O colega perguntou como ele havia pulado o muro de uma casa onde praticara mais um furto já que a altura do muro era bem grande. Nem olhou para seu interlocutor, olhando para as árvores que não se detinham e passavam apressadas, disse: ¨ passava muitas vezes na frente daquela casa e estudava uma maneira de entrar, foi fácil ¨. Fácil !? O colega perguntou novamente, ¨ mas e o cachorro, como entrastes numa casa com um cão tão furioso, um pitbul l?¨ ¨ Foi simples, disse ele, sempre olhando para fora, com o olhar perdido nos borrões verdes, cachorros não saem de suas casinhas em dia de chuva. Eu esperei uma noite de chuva e pulando o muro, entrei pé por pé, furtei as roupas todas da área e fui embora¨.
Meu olhar encontrou o do colega pelo retrovisor e voltei a olhar para a estrada. Maldito crack.

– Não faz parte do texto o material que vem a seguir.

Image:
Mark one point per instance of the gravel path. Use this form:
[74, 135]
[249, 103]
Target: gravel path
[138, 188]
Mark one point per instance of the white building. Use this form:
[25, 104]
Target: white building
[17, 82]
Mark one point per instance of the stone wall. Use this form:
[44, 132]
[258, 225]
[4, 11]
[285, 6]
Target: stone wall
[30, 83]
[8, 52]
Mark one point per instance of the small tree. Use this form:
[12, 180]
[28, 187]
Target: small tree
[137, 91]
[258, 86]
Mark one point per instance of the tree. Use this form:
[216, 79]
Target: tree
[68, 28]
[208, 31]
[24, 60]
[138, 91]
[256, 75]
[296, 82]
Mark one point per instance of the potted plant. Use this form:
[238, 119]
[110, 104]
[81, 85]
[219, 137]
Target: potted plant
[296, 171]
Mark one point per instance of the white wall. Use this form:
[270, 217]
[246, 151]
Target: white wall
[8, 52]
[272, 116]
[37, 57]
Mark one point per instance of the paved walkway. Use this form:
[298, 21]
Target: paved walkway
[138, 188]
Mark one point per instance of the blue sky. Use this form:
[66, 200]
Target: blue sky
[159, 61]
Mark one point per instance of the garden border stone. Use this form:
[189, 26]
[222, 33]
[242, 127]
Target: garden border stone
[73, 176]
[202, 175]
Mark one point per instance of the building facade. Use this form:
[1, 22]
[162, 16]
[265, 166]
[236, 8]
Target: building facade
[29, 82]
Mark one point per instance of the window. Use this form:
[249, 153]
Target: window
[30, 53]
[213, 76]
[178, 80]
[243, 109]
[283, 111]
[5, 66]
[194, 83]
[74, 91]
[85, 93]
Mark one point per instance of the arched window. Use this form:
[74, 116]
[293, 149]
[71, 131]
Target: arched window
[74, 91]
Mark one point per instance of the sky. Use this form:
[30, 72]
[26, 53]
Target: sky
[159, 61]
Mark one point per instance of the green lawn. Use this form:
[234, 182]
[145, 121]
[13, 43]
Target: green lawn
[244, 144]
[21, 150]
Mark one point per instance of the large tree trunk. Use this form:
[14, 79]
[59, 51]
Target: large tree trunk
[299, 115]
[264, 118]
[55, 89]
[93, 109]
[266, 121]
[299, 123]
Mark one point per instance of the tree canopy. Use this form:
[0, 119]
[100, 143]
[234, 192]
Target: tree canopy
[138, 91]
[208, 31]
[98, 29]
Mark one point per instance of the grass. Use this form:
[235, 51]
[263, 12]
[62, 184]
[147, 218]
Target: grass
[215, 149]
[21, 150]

Cães não saem de suas casinhas em dias de chuva. E não é que é verdade?
Dias depois, chuva forte, me surpreendi observando meus dois cachorros e por mais que fizessem barulho na frente da casa, eles só erguiam o pescoço, davam uma espiada e deitavam novamente suas cabeças no quentinho das casinhas! Uau !!